PARIS - As the points piled up and the light faded, it was tough to decide which scenario had seemed less likely at the outset of yesterday's French Open semifinals:
That Rafael Nadal would be so dominant during a 6-4, 6-2, 7-6 (3) victory over Novak Djokovic, ranked No. 3 and a Grand Slam champion?
Or that Roger Federer would run into so much trouble before winning, 6-2, 5-7, 6-3, 7-5, against Gael Monfils, ranked 59th and a major semifinalist for the first time?
Then again, by the end of the day Roland Garros once more produced the likeliest of all championship matches: No. 1 Federer vs. No. 2 Nadal.
"Rafa again, across the net - it's the ultimate test on clay. It would be so much better to win the French Open by beating him," Federer said. "It should be entertaining to watch."
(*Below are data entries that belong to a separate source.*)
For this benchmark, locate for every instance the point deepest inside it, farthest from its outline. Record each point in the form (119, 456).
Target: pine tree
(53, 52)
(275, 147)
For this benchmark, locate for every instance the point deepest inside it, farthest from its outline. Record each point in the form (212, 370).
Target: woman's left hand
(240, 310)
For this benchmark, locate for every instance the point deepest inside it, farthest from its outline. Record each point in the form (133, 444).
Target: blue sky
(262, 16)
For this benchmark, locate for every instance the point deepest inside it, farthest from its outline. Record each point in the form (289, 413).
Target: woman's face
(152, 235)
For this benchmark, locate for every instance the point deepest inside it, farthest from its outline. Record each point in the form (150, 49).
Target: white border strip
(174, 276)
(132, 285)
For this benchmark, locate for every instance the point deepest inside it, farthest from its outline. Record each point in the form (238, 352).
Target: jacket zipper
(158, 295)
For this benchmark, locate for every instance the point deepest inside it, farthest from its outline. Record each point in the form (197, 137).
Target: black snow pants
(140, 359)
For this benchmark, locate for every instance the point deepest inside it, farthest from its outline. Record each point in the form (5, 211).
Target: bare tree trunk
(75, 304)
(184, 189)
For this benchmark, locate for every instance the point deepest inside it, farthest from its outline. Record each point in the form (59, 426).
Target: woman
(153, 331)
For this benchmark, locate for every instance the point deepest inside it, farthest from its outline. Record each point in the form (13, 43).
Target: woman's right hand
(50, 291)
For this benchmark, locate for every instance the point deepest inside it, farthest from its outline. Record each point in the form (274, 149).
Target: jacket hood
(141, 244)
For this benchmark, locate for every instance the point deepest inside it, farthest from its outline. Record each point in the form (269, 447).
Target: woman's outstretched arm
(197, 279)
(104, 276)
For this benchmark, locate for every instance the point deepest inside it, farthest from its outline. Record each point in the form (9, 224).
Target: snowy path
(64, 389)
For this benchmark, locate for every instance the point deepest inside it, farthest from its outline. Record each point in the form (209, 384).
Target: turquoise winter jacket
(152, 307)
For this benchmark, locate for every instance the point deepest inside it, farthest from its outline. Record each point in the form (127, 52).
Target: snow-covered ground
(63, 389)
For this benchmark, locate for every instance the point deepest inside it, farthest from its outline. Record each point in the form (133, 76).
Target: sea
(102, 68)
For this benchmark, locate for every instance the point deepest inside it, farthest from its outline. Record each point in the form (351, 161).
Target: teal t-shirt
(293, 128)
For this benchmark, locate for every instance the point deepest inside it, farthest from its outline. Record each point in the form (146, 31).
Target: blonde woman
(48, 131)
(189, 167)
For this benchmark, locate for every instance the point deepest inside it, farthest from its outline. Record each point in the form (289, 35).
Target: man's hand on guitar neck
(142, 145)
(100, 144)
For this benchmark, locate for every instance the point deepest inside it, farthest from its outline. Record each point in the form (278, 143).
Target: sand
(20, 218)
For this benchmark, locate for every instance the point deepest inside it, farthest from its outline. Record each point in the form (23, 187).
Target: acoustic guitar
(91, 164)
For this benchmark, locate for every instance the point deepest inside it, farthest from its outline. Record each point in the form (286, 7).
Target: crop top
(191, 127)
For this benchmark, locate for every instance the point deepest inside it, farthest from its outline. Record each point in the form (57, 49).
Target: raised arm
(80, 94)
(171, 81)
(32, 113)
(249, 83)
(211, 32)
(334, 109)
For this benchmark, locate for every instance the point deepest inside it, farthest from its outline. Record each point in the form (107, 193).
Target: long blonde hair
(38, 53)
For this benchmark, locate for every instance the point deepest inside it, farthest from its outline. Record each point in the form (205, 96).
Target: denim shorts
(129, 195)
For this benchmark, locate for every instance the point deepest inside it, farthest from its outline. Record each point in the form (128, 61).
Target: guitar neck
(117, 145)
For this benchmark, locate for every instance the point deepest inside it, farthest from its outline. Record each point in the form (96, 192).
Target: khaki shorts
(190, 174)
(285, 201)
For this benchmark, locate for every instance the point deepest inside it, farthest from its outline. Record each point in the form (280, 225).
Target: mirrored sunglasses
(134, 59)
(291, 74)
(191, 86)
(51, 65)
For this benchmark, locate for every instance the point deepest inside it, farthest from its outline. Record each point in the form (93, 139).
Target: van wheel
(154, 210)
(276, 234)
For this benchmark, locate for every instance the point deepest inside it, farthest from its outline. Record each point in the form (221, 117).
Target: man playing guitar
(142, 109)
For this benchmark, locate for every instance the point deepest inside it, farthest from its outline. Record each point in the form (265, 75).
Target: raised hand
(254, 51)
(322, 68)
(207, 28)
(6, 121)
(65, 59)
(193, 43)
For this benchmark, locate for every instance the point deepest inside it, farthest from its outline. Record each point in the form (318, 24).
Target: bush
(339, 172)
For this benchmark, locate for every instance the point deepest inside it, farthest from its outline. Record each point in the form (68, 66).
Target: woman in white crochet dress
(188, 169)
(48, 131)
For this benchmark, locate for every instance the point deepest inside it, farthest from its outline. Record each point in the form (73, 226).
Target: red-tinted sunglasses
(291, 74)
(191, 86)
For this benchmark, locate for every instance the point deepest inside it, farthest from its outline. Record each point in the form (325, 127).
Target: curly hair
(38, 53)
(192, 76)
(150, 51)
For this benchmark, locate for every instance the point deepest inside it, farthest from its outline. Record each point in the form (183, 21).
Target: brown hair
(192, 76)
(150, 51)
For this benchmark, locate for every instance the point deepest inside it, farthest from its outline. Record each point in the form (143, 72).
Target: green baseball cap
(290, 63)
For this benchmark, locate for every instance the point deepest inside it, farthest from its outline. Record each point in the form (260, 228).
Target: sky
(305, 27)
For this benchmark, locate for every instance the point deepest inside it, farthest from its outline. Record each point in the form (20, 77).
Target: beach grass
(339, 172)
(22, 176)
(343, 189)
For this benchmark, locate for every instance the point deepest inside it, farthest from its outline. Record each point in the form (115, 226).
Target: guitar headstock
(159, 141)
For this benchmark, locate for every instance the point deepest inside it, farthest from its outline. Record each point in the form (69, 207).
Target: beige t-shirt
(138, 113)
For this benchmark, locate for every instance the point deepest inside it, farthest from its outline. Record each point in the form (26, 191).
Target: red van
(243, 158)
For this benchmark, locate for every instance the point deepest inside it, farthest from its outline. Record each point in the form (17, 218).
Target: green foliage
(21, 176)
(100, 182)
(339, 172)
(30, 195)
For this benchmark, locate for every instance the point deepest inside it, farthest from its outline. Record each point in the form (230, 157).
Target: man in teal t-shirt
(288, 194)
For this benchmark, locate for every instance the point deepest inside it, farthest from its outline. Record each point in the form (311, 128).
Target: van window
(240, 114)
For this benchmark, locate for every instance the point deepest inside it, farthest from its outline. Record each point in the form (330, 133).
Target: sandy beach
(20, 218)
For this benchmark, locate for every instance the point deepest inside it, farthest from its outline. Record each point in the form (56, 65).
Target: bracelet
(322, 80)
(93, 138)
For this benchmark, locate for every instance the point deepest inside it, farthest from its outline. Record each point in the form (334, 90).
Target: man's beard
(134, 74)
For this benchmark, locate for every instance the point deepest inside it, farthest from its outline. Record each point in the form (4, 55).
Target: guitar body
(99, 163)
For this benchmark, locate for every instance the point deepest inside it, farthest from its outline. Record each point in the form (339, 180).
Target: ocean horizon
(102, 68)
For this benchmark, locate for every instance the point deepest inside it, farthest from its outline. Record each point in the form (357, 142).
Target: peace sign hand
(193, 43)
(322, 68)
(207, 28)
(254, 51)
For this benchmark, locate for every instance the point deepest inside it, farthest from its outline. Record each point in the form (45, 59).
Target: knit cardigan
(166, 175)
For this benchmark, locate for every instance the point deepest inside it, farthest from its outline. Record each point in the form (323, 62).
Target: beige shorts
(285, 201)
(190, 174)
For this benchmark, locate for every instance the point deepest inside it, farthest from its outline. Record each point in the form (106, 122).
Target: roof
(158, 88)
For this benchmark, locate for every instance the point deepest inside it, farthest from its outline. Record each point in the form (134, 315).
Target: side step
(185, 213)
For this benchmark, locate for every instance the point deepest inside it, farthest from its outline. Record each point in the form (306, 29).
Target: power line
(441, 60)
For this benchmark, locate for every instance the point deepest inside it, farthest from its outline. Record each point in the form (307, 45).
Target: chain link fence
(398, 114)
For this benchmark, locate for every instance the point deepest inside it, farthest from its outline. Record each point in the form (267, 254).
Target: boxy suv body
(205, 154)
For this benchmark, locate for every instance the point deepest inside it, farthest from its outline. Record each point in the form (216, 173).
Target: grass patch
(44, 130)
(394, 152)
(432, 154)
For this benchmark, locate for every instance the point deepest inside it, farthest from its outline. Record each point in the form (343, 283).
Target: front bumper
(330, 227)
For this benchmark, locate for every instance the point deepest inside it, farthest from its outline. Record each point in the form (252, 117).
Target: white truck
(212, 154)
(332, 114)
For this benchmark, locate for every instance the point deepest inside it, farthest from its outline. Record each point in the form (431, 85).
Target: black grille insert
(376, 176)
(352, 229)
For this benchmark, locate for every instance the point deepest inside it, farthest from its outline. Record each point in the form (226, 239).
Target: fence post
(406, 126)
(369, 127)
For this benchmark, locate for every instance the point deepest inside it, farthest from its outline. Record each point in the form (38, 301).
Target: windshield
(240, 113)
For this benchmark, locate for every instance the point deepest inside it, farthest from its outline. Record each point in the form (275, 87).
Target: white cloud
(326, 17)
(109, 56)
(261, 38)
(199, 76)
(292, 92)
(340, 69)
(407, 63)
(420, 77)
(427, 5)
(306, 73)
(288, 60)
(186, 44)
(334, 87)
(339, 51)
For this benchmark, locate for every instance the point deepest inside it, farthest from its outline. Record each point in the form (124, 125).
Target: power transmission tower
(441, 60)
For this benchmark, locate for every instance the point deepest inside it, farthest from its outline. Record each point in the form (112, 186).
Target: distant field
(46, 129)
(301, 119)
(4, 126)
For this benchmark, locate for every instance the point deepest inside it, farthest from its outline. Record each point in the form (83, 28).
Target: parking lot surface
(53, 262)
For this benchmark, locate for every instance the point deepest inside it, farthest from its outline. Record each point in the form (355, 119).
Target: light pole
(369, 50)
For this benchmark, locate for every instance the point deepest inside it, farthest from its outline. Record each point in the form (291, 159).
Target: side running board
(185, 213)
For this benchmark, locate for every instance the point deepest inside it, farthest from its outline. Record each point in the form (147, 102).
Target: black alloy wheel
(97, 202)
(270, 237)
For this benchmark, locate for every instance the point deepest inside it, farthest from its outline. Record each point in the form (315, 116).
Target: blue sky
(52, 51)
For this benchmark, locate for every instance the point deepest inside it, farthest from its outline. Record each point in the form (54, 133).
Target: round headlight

The showdown tomorrow is their third consecutive French Open final and their fifth Grand Slam final overall. Nadal can become the first man since Bjorn Borg in 1978-81 to win the tournament 4 years in a row, while Federer can add the lone major trophy missing from his collection, thereby making him the sixth man to complete a career Grand Slam.
"What's special is winning the tournament, not beating Federer," said Nadal's uncle and coach, Toni. "But if Rafael beats Federer, it means more."